Download or read book In Pursuit of the Public Good written by Tom Kent and published by McGill-Queen's Press - MQUP. This book was released on 1997-06-17 with total page 222 pages. Available in PDF, EPUB and Kindle. Book excerpt: Using former cabinet minister and senator Allan J. MacEachen's career in public service as the organizing focus of the collection, contributors contrast the current retreat of government with the activist approach advocated by Allan MacEachen and his generation. They examine whether the public good will be enhanced by continuing retreat or whether that trend is the consequence of policy mistakes that can and should be corrected. In Pursuit of the Public Good addresses a wide range of fields, including politics, economics, social welfare, and public administration, in an engaging and straightforward style. Scholars and general readers alike will find this collection accessible and stimulating.

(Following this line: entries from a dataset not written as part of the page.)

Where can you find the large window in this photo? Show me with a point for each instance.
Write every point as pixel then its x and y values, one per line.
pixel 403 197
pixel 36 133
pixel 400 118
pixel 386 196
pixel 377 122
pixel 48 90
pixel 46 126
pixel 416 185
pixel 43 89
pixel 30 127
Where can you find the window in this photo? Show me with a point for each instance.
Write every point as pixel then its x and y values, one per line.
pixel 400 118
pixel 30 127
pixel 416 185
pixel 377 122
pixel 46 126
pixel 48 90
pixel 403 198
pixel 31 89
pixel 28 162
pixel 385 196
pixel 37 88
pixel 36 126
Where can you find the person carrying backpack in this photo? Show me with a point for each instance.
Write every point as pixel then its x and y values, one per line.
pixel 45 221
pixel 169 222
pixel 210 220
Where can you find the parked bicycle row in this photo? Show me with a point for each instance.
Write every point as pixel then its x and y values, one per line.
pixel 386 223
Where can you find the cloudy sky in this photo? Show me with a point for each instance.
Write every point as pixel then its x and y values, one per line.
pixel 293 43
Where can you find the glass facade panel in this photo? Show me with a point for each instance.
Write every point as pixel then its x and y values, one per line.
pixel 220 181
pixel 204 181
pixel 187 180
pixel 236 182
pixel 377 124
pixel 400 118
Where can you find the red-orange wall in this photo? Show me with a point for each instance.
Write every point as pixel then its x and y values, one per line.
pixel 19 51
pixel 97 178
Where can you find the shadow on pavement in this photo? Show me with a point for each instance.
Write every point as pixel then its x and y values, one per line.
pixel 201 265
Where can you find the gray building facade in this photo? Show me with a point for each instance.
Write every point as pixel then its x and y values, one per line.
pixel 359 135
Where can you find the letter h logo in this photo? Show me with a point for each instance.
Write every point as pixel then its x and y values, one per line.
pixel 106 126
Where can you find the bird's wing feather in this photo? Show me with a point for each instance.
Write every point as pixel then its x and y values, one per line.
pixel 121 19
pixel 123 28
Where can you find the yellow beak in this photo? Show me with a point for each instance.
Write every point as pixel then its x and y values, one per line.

Book The Maturation of Canada s Retirement Income System

Download or read book The Maturation of Canada s Retirement Income System written by John Myles and published by . This book was released on 2010 with total page 0 pages. Available in PDF, EPUB and Kindle. Book excerpt: This paper revisits trends in the level and distribution of income among Canadian seniors in is arguably the major source of change in these trends since the end of the seventies, the maturation of Canada's public and private earnings-related pension systems. The expanded role of earnings-related pensions in the 1980s and 1990s is largely the result of changes that occurred in the 1950s and 1960s. The Canada and Quebec Pension Plans (C/QPP) were implemented in 1966 and the first cohort to receive full C/QPP benefits turned 65 in 1976. Cohorts retiring after this period were also the beneficiaries of the expansion of private occupational pensions that took place between the 1950s and the 1970s. The author relies on a detailed composition of income by source to show that not only did the maturation of these earnings-related programs produce a substantial increase in average real incomes but also to a substantial reduction in income inequality among the elderly, due mainly to C/QPP benefits. Rising real incomes went disproportionately to lower income seniors contributing to the well-known decline in low-income rates among the elderly.